1 18. Calculate the following formula and put the result in brackets with "-"in front:

(-7 y2)+(-4y)-(-y2)-(+5y)+(-8 y2)+(+3y)。

1 19. Remove the brackets, merge similar items, and arrange the results according to the ascending power of x, and put the last three items in brackets with "-":

120. Without changing the value of the following formula, change the symbol before each bracket to the opposite symbol: (x3+3x2)-(3x2y-7xy)+(2y3-3y2).

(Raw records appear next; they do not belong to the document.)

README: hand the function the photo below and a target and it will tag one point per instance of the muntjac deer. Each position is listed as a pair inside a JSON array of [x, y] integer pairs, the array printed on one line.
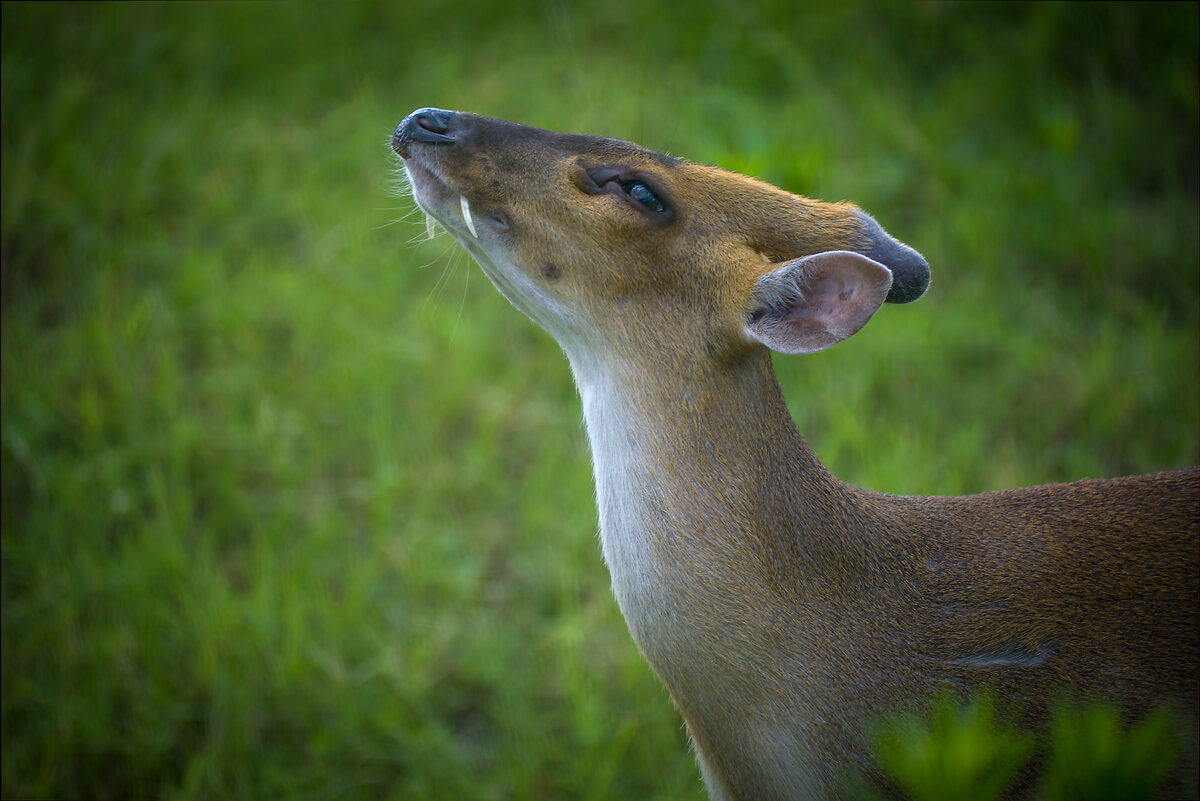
[[780, 607]]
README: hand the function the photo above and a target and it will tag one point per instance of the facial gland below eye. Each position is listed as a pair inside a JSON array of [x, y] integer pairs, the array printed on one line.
[[645, 196]]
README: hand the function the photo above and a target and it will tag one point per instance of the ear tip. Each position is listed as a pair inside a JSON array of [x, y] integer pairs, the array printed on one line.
[[906, 287], [910, 271]]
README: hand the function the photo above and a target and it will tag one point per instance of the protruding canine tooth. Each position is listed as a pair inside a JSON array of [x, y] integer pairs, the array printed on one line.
[[466, 216]]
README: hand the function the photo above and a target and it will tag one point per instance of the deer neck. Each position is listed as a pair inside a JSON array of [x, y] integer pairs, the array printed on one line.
[[705, 483]]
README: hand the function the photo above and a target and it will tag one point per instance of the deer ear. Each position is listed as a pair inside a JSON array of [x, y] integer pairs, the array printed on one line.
[[815, 302]]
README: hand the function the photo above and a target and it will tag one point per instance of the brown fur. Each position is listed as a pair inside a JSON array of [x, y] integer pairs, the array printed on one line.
[[781, 607]]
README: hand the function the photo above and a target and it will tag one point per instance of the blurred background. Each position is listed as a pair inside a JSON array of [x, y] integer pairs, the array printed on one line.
[[294, 505]]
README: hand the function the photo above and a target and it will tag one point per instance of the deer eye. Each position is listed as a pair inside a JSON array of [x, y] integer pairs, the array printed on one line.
[[645, 196]]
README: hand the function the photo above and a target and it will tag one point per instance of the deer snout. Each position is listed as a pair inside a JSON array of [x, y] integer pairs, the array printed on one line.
[[431, 126]]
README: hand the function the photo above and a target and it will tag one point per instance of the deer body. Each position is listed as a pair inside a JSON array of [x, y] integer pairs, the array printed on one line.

12 1. Put the cubic term of polynomial 4x2y-2xy2+4xy+6-x2y2+x3-y2 in brackets with "-"in front, the quadratic term in brackets with "+"in front, and the quartic term and constant term in brackets with "-"in front.

122. Remove the brackets of the following polynomials, combine similar terms, put them in brackets with "-"in front, and then find the value of 2x-2[3x-(5x2-2x+ 1)]-4x2, where x =- 1.

123. Merge similar projects:

7x- 1.3z-4.7-3.2x-y+2. 1z+5-0. 1y。

124. Merge similar items: 5m2n+5mn2-Mn+3m2n-6mn2-8mn.

126. Remove brackets and merge similar items:

( 1)(m+ 1)-(-n+m)；

(2)4m-[5m-(2m- 1)]。

127. Simplified: 2x2-{-3x-[4x2-(3x2-x)+(x-x2)]}.

128. Simplification:-(7x-y-2z)-{[4x-(x-y-z)-3x+z]-x}.

129. Calculation: (+3a)+(-5a)+(-7a)+(-31a)-(+4a)-(-8a).

130. Simplification: a3-(a2-a)+(a2-a+1)-(1-a4+a3).

13 1. Combine the similar items of x2-8x+2x3- 13x2-2x-2x3+3 and evaluate them, where x =-4.

132. Fill in the appropriate items in brackets: [()-9y+()]+2y2+3y-4 =11y2-()+13.